Black holes at the centre of galaxies, which can be quasars, often reach masses over ten billion times the mass of the Sun. Supermassive ones like this one are exceedingly rare, as they normally form very early on in the universe.

The team of researchers found the void with SkyMapper, an optical telescope in Australia, and the European Space Agency’s Gaia satellite, and NASA’s Wide-field Infrared Survey Explorer.

As the universe expanded, the electromagnetic waves emitted by the quasar take longer to reach Earth and their wavelength is stretched.
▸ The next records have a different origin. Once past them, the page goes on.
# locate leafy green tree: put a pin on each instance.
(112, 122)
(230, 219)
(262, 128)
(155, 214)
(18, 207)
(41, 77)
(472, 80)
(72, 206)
The ultraviolet and x-ray light now appears as infrared, making it possible for the researchers to detect the quasar.

The energy radiated from supermassive black holes ionizes the surrounding gas and contributes cosmic reionization, where neutral atoms break apart into their constituent parts: electrons and nuclei.

These particles will eventually merge back together again to form new atoms, so scientists can use this to study how the first elements formed in the universe.

Finding objects like this ancient quasar will also help scientists probe the expansion of the universe. They are also useful as bright reference points for GPS and space navigation, and could provide the most sensitive measurements of the rate of expansion.

“We don't know how this one grew so large, so quickly in the early days of the Universe. The hunt is on to find even faster-growing black holes," Wolf said.